Perhaps if your hair is particularly dry, this won't pose you problems, but if I go too long without cleaning my hair with anything other than water, it becomes visibly oily. Humans secrete waterproof substances through glands particularly concentrated in the scalp, so a buildup should not readily be cleaned through water alone.
This is temporary. My hairy was quite oily for about two weeks but now it's about as oily as it was when I was shampooing every day.
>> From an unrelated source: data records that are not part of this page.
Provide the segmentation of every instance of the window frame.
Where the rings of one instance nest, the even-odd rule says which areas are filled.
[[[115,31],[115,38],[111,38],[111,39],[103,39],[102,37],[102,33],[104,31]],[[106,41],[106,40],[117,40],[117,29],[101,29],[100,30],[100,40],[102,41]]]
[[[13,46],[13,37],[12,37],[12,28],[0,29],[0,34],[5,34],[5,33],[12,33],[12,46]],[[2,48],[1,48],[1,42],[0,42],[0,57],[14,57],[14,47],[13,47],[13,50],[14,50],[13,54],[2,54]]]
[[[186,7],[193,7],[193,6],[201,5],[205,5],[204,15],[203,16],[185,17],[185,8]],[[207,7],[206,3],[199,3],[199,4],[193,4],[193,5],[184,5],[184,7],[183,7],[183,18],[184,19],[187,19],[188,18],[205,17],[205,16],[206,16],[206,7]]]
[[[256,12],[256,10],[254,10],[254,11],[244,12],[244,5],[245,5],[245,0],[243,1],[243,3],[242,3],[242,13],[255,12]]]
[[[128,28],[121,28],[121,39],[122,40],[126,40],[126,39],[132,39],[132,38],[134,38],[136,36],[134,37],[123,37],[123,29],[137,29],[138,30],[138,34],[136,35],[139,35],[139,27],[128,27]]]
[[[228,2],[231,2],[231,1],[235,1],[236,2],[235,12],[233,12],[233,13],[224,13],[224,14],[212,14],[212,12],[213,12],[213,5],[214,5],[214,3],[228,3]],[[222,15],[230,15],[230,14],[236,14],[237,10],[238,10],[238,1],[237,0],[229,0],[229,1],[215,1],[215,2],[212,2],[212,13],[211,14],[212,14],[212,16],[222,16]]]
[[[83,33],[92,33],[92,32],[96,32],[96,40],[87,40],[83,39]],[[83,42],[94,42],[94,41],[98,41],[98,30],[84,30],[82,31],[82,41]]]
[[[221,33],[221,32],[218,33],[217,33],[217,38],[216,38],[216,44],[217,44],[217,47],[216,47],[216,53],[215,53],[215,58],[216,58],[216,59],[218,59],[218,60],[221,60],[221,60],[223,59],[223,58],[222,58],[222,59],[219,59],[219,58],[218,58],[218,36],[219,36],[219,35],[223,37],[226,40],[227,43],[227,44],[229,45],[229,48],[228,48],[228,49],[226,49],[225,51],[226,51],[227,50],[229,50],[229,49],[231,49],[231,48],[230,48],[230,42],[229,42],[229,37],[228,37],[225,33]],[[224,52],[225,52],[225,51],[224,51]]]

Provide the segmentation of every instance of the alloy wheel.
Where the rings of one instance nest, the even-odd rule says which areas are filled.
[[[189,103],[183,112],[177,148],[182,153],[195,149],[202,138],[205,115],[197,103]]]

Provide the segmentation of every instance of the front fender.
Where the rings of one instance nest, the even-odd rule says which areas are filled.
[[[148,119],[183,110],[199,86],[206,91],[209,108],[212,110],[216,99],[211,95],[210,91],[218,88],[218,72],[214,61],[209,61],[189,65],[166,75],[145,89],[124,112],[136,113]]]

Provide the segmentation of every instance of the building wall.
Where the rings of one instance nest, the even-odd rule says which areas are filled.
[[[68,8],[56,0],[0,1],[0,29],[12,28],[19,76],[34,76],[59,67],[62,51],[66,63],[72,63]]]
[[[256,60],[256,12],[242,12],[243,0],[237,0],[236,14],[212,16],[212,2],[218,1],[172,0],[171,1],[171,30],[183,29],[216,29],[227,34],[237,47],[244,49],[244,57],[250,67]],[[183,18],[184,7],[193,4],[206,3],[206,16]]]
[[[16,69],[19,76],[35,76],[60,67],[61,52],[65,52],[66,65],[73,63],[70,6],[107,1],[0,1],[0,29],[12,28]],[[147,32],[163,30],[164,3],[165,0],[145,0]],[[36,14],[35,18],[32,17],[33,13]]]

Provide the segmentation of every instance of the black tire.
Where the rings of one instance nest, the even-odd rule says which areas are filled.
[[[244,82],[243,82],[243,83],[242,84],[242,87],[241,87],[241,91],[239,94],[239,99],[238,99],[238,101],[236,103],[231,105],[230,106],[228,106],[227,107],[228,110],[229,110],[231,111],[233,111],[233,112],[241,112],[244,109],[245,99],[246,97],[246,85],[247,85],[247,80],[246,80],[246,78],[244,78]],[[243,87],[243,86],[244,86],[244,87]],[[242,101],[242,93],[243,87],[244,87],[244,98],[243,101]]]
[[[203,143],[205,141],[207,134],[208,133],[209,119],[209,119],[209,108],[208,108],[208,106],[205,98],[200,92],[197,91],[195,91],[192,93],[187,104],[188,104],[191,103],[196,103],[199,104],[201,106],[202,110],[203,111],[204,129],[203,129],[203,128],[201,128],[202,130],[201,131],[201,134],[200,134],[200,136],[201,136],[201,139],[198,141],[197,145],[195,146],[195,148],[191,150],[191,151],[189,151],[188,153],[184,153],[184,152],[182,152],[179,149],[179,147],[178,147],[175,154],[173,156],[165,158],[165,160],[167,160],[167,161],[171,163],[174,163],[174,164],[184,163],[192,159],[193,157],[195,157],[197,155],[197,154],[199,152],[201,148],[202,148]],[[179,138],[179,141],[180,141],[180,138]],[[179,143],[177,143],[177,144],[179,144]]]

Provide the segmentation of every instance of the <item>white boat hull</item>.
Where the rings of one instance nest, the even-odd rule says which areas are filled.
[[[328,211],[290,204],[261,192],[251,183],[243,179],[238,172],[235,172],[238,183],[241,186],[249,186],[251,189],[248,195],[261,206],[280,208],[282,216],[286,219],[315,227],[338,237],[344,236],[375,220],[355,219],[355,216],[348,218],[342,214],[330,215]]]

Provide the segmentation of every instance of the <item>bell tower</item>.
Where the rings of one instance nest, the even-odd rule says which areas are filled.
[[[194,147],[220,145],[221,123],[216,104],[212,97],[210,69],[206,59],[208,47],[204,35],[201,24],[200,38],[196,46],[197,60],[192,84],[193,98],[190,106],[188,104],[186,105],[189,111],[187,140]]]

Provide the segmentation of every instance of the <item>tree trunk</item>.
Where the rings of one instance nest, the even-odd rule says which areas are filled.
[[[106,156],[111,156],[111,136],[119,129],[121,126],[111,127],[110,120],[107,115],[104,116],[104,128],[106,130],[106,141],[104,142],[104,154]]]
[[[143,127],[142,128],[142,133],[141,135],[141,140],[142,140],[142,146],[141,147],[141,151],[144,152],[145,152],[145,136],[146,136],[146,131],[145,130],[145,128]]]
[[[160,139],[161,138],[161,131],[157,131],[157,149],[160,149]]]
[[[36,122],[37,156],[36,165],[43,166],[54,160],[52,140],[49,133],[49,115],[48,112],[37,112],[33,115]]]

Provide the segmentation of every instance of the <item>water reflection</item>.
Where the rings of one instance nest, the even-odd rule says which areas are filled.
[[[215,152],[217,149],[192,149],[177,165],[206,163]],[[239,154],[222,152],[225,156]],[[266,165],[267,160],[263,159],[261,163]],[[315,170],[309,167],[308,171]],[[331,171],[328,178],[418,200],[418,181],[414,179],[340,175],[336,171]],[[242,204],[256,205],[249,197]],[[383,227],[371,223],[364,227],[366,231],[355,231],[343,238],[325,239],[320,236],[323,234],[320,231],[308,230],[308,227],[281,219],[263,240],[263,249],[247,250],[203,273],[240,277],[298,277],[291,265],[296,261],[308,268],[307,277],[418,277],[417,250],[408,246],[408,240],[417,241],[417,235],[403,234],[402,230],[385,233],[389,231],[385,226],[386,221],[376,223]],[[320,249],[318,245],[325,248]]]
That's interesting-- Curly Girl claimed that shampoo was unnecessary, but a brief experiment seemed to imply that not using shampoo left my hair feeling nasty. It's possible I didn't run the experiment long enough.
I think the gland output varies from person to person. I think some people have glands that will back off if you stop shampooing, but some people's don't.
This is consistent with what I've heard and personally experienced. I gave up shampoo about 1.5 years ago, but then some time later switched, at the recommendation of my mum who has very similar hair to mine, to a product that's actually called No Poo. It does some sort of cleansing thing but doesn't actually lather/foam like soap. I use it once every 1-2 weeks and my hair is absolutely wonderful. It's nearly a foot long when straight, fwiw.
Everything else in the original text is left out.